FOXBOROUGH, Mass. (AP) — Defensive end Chris Long and his New England teammates know enough about the Pittsburgh offense to realize the Steelers can be potent even without Ben Roethisberger.
“One of the best, maybe the best wide receiver corps in the league, best 1-2 punch at running back in the league, good tight ends, best offensive line in the league, up there, … a ton of weapons,” Long said Thursday, as the Patriots prepared for Sunday’s visit to Pittsburgh. “Really good offense.”

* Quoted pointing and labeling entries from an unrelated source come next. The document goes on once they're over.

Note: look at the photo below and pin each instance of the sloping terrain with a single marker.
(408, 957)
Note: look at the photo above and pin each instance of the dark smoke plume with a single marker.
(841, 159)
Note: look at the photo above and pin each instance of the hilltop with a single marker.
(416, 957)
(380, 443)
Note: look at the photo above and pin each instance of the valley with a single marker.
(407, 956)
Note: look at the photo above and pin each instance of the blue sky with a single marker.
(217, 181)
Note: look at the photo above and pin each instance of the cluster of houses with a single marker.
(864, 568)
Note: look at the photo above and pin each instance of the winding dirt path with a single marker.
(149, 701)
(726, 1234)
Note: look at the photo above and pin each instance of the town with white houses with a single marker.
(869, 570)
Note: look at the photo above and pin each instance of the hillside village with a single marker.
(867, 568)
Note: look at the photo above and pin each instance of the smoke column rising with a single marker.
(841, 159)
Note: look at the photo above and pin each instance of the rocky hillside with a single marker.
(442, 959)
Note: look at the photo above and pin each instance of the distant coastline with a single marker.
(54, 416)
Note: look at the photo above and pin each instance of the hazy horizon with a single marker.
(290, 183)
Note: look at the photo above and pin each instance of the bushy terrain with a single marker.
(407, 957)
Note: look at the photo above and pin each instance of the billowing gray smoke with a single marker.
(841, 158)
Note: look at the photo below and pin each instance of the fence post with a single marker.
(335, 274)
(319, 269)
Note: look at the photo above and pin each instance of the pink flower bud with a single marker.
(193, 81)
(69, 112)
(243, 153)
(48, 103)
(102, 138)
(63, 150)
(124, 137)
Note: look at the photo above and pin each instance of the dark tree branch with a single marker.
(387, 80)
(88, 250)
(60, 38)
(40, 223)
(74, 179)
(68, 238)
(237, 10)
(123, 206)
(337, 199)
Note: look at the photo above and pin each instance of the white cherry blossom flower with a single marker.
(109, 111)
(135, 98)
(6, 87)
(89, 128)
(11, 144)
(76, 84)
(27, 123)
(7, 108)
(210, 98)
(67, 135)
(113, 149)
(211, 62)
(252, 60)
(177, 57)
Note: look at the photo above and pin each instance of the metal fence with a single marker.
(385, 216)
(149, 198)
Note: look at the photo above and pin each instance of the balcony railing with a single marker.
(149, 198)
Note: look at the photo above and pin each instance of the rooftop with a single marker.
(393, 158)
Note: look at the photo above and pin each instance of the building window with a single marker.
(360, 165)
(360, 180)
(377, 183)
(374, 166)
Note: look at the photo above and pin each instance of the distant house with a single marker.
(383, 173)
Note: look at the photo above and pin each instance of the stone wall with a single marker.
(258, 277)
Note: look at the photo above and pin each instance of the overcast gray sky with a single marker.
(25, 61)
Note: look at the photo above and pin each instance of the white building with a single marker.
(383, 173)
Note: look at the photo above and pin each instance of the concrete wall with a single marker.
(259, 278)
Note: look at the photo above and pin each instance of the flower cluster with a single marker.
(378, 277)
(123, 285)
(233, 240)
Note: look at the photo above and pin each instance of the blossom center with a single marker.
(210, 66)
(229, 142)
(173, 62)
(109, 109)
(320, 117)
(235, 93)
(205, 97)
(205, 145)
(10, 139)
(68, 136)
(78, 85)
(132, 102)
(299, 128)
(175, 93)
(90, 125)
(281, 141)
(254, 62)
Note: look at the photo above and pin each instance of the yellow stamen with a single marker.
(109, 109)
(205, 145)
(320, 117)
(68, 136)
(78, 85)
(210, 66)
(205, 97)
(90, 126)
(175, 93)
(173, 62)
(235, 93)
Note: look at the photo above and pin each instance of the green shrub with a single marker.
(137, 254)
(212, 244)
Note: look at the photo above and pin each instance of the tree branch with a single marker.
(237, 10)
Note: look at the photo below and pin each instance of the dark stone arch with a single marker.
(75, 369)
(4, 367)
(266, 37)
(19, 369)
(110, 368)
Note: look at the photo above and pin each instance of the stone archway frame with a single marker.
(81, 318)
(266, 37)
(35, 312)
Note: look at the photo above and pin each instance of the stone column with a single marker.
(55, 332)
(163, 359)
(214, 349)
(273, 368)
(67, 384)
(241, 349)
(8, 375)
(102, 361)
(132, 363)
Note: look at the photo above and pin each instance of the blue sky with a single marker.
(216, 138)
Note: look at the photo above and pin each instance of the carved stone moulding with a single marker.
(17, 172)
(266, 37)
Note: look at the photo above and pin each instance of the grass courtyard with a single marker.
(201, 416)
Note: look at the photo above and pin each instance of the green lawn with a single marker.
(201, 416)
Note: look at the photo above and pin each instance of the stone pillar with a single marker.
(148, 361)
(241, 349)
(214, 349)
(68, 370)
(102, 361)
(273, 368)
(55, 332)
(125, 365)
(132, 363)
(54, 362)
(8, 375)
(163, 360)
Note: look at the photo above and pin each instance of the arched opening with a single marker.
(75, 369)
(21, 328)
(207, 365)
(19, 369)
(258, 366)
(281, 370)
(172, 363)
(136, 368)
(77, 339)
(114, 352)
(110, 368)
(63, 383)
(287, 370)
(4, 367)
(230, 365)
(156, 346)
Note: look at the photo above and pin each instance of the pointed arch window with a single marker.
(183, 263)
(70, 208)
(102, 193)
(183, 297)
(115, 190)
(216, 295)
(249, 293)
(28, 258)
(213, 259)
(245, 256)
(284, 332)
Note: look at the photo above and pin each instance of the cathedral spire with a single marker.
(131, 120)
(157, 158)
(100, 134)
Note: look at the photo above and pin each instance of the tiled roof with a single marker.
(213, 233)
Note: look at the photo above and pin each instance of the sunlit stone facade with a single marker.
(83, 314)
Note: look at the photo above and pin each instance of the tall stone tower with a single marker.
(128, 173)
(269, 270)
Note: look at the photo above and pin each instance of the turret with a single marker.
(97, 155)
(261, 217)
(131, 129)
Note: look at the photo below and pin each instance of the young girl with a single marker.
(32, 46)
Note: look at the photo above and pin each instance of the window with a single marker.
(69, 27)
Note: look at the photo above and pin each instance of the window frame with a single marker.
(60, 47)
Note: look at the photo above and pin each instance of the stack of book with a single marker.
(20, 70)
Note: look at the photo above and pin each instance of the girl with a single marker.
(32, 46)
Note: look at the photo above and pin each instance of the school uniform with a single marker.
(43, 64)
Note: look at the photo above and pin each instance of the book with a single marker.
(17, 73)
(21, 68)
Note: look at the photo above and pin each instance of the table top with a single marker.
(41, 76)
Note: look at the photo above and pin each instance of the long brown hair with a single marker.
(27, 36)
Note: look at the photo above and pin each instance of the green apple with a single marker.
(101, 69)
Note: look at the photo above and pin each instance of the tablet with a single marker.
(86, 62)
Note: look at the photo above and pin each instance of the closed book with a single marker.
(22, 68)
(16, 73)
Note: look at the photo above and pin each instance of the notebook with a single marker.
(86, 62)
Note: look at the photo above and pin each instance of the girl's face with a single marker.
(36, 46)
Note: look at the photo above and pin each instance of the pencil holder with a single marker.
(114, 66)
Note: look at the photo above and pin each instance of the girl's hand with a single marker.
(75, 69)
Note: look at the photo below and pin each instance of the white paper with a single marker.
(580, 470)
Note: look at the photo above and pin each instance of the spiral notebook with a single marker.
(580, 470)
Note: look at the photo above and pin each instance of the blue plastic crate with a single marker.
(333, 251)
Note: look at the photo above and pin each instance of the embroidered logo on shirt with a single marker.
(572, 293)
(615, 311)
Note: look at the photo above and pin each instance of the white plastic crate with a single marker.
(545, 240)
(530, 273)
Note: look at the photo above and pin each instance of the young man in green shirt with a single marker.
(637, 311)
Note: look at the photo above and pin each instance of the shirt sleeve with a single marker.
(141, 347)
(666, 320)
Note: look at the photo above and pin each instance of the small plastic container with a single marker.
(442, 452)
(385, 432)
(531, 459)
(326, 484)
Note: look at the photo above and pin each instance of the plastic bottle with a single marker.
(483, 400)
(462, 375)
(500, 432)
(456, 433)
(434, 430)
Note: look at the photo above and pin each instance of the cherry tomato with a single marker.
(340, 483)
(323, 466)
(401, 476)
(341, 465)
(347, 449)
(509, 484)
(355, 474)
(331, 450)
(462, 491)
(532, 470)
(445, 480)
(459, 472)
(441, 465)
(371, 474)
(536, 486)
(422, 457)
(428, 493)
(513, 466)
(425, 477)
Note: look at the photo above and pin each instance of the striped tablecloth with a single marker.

The running back pair of Le’Veon Bell and DeAngelo Williams and the wide receiver group led by Antonio Brown will be without Roethlisberger, who underwent arthroscopic left knee surgery after getting hurt in last week’s loss at Miami.
Landry Jones will be the starter for first-place Pittsburgh.
“We’ve watched a lot of their offense,” said Long, a free agent signing who has gotten off to a strong start with his new team.
“I feel like we know these guys pretty well. That having been said, it doesn’t make it any easier. From top to bottom it’s a really good unit.”
Bell has run for 263 yards (12 fewer than Williams) but has also caught 20 passes out of the backfield for 177 yards. He is still, however, looking for his first touchdown of the season (Brown has five, Williams three).
In short, Bell is tough for any defense to handle, with or without his quarterback.
“You can just turn on the film and see where he’s at,” New England linebacker Dont’a Hightower said. “The guy plays running back, he plays receiver, they line him up everywhere, they motion him.
“He’s not a one-trick pony. He has an extended route tree. They do a good job of being able to get him the ball whether it’s screens, out of the backfield or passes. We’ve have to do a good job of just knowing where he’s at all times.”
How impressed is New England coach Bill Belichick with Bell?
“Oh my God. Oh yeah, tremendous player,” Belichick said Wednesday. “Great hands, catch the ball, very quick, makes people miss. Strong, breaks tackles, excellent balance, tough, doesn’t run out of bounds, fights for extra yardage. Great player.”
Said Long: “It’s impressive. He’s really a prolific receiver out of the backfield, so we have to do good job on him in that regard, too. It kind of makes it double the challenge.”
Hightower sacked Andy Dalton for a safety, had another shared sack and was in on 13 tackles in New England’s win over Cincinnati last Sunday — earning him AFC defensive player of the week honors.
He was the first Patriots linebacker since Mike Vrabel, in 2007, to win the award. His performance helped turn around an afternoon that wasn’t going well for New England — the Patriots winning to go to 5-1 and they head to Heinz Field.
“Very tough at home. They do play really well at home,” Long said. “They’ve got great fans that make it a wild atmosphere up there, so it should be a tough challenge.”
NOTES: Patriots players were not commenting on the $75,000 fine — and no suspension — levied against Cincinnati’s Vontaze Burfict for his low hit on Martellus Bennett last Sunday. “That’s last week. That’s the rules. I’m worried about Pittsburgh,” wide receiver Julian Edelman said. “I’m not getting caught in that one.” Asked if the rule is a bad one, he said, “I’m not here to talk about rules, I’m here to play football.” Said tight end Rob Gronkowski: “It’s all up to the league. I’ve got really no say in anything.” … Gronkowski on playing at Heinz Field: “The atmosphere is just football atmosphere. You’ve got great high school football there, you’ve got great college football there, you’ve got great NFL football there. It’s just a football atmosphere — they love their Steelers, they love going to the game and it’s going to be a great atmosphere come Sunday.”